# CBT - Mech Reference Errors



## Mech Uruk Thraka (Aug 18, 2020)

Beware, NCEES provided reference manual has errors in their steam table. 

Saturation pressure of water at 65F should be 0.3. See http://www.che.ksu.edu/docs/imported/SteamTable.pdf, https://www.engineeringtoolbox.com/water-vapor-saturation-pressure-d_599.html?vA=65&amp;units=F#, and/or https://www.slaythepe.com/uploads/7/2/3/9/72392189/water-steam_saturation_properties__by_temperature_in_us_units_.pdf for supporting documents. 

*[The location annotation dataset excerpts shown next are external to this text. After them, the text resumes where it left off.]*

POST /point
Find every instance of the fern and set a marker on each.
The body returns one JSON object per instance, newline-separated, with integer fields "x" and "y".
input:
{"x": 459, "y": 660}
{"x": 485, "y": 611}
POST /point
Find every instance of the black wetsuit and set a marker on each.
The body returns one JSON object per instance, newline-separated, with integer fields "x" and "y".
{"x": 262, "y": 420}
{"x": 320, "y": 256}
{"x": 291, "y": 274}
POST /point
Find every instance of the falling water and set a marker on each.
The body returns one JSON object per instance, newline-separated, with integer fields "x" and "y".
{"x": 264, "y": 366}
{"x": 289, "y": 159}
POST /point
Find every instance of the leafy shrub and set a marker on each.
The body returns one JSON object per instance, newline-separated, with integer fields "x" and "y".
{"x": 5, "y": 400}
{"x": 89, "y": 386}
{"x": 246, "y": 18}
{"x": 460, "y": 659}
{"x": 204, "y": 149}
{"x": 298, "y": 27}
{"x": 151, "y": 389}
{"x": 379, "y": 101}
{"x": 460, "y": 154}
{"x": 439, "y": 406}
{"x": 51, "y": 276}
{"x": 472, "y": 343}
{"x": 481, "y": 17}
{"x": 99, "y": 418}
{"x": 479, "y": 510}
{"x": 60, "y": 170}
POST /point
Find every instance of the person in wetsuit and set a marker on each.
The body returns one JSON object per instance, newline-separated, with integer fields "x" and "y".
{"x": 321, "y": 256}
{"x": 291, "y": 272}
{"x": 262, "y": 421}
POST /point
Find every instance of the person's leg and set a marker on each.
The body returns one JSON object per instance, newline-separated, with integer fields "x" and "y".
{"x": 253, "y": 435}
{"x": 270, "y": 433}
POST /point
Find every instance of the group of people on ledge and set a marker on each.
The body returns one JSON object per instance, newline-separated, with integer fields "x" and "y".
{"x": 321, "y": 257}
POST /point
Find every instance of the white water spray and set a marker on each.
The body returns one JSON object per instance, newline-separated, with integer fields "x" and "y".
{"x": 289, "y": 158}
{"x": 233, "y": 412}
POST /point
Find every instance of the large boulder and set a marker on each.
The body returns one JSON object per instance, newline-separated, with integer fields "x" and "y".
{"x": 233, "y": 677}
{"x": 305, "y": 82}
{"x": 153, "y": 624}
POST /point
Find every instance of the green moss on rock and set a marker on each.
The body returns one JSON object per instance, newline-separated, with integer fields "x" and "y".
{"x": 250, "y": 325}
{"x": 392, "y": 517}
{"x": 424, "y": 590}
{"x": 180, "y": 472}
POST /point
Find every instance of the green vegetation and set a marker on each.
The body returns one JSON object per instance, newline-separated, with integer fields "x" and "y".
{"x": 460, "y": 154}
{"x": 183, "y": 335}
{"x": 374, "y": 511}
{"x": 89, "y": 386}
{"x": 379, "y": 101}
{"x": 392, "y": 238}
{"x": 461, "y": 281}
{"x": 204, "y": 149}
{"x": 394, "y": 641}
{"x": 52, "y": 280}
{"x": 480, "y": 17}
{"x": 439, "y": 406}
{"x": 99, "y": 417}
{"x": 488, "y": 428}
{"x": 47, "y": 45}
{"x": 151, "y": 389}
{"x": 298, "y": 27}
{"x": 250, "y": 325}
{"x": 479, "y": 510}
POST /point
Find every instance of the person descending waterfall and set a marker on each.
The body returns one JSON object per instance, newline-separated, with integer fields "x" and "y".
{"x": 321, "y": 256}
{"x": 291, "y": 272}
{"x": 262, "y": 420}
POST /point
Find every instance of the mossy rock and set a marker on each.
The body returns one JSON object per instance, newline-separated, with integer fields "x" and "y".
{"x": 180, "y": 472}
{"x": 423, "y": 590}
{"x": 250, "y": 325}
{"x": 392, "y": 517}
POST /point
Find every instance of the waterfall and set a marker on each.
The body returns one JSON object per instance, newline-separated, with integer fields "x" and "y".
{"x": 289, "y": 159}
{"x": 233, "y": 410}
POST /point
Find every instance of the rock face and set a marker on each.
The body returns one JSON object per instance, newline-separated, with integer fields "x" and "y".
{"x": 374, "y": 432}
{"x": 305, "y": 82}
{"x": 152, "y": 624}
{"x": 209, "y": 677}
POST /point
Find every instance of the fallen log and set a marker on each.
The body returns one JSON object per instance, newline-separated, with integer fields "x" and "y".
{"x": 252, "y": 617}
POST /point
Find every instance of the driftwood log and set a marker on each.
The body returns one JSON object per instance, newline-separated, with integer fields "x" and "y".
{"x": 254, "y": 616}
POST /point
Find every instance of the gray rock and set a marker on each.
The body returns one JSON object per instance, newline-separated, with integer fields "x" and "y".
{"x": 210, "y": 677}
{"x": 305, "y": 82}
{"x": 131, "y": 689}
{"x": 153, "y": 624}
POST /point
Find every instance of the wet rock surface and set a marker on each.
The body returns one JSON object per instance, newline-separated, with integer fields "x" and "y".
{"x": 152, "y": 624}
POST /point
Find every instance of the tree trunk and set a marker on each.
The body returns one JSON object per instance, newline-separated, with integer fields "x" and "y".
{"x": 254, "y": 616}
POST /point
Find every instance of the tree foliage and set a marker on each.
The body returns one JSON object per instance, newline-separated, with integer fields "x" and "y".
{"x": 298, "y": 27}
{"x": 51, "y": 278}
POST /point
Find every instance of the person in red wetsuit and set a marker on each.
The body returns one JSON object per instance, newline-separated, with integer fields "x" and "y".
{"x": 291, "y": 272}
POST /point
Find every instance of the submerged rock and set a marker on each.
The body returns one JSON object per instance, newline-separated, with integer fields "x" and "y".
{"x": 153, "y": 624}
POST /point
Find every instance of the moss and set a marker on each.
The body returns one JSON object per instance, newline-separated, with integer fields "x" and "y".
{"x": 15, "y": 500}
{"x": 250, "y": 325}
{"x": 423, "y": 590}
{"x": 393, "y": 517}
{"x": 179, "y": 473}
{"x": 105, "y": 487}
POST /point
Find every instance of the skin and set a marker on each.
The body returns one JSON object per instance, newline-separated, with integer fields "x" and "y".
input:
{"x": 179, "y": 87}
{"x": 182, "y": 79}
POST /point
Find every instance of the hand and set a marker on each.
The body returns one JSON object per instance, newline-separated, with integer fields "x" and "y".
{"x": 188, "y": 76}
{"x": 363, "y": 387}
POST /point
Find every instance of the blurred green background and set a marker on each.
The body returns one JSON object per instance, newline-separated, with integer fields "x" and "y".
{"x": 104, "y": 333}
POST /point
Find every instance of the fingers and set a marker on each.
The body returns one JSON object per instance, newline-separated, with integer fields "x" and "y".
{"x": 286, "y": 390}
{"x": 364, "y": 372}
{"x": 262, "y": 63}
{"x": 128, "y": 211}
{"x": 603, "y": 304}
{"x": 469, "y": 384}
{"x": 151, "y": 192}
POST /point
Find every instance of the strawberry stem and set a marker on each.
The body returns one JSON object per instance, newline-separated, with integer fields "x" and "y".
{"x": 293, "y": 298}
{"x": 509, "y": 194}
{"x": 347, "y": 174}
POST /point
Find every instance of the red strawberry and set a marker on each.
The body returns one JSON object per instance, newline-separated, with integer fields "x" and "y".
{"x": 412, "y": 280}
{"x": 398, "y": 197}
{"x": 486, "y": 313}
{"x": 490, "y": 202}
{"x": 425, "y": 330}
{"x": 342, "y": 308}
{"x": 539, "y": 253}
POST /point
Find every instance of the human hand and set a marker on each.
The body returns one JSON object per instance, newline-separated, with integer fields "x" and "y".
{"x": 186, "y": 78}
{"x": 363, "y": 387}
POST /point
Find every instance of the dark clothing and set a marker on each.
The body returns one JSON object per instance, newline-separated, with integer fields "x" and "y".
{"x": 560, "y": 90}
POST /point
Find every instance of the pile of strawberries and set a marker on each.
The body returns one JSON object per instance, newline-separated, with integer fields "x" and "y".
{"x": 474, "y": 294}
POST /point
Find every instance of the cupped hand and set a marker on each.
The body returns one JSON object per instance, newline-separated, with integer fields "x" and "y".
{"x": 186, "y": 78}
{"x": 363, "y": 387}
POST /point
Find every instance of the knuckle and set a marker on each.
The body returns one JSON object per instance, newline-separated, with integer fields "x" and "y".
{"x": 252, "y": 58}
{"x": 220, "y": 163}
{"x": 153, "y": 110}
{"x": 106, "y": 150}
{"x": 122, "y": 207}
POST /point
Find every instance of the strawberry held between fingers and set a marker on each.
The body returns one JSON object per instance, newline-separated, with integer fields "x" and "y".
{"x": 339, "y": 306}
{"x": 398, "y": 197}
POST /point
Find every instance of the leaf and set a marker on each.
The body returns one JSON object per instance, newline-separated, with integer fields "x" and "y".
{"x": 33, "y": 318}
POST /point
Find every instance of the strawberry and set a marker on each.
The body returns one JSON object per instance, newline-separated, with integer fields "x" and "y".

Additionally, we should be able to recognize the provided chart as incorrect as pressure is directly proportional to the temperature


----------



## Slay the P.E. (Aug 19, 2020)

Mech Uruk Thraka said:


> Beware, NCEES provided reference manual has errors in their steam table.
> 
> Saturation pressure of water at 65F should be 0.3. See http://www.che.ksu.edu/docs/imported/SteamTable.pdf, https://www.engineeringtoolbox.com/water-vapor-saturation-pressure-d_599.html?vA=65&amp;units=F#, and/or https://www.slaythepe.com/uploads/7/2/3/9/72392189/water-steam_saturation_properties__by_temperature_in_us_units_.pdf for supporting documents.
> 
> ...


Good catch.

It appears that of the highlighted values, only the one for 64F is incorrect (it should be 0.3 psia). Did you report this to them?


----------



## Mech Uruk Thraka (Aug 29, 2020)

I have.


----------



## Slay the P.E. (Aug 29, 2020)

Mech Uruk Thraka said:


> I have.


OK, thanks.


----------